Temporal Instability Enables Neutrino Flavor Conversions Deep Inside Supernovae

TL;DR

This paper demonstrates that neutrino flavor conversions inside supernovae can occur due to a novel instability caused by temporal fluctuations, even in dense matter where stationary models predict stability, impacting supernova physics.

Contribution

It introduces a new mechanism where temporal instability enables flavor conversions deep inside supernovae, challenging previous stationary stability assumptions.

Findings

Neutrino gases can develop non-stationary pulsating flavor components.

Flavor conversion instabilities can occur at high densities due to this mechanism.

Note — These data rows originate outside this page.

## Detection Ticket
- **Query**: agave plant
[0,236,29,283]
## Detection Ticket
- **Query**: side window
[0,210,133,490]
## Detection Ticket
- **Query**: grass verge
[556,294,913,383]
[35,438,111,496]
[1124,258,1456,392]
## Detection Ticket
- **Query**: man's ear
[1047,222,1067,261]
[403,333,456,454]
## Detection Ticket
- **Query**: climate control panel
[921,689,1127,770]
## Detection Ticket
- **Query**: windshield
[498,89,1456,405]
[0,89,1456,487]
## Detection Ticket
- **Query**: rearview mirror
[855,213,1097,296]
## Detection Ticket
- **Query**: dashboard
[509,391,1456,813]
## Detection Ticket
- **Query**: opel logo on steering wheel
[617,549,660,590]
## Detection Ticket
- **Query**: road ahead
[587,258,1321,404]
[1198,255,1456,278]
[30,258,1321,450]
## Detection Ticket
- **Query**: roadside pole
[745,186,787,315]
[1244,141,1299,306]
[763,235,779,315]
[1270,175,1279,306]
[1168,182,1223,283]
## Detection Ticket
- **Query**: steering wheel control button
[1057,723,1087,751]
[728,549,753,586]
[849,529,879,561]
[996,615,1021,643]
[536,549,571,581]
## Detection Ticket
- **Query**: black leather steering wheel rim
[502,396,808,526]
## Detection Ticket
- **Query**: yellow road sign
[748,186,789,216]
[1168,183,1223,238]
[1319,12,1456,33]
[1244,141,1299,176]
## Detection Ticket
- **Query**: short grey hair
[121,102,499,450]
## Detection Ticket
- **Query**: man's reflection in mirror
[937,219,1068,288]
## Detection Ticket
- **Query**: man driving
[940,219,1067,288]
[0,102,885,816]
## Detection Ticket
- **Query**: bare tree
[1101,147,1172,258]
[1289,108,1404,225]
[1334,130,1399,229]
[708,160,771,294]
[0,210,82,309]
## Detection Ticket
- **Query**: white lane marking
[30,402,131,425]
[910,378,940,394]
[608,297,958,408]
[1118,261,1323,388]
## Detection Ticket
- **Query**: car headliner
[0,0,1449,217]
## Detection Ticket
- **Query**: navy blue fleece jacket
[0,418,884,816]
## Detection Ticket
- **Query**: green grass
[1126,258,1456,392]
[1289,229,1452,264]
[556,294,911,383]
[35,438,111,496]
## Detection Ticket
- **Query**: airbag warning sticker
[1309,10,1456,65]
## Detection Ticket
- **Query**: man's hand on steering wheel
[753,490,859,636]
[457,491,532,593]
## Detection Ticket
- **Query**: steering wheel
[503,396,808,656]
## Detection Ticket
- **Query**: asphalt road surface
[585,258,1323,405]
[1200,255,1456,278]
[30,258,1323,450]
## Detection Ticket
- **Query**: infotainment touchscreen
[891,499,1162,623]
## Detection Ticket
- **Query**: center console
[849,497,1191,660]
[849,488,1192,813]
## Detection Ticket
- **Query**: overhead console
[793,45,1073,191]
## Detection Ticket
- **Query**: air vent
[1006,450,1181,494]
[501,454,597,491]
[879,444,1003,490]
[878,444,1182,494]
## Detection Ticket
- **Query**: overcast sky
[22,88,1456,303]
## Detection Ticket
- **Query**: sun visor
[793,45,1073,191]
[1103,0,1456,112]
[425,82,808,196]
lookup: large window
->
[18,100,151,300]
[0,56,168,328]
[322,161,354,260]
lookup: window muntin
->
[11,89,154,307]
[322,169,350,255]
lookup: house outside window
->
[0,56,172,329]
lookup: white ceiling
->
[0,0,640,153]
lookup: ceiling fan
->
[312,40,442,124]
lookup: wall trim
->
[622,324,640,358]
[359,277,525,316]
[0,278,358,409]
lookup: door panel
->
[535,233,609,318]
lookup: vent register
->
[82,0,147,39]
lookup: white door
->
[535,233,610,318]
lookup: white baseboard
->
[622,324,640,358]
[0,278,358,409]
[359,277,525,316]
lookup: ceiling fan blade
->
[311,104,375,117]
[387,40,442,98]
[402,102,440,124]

Potential impacts on supernova explosion dynamics and neutrino detection.

Abstract

We show that a self-interacting neutrino gas can spontaneously acquire a non-stationary pulsating component in its flavor content, with a frequency that can exactly cancel the "multi-angle" refractive effects of dense matter. This can then enable homogeneous and inhomogeneous flavor conversion instabilities to exist even at large neutrino and matter densities, where the system would have been stable if the evolution were strictly stationary. Large flavor conversions, especially close to a supernova core, are possible via this novel mechanism. This may have important consequences for the explosion dynamics, nucleosynthesis, as well as for neutrino observations of supernovae.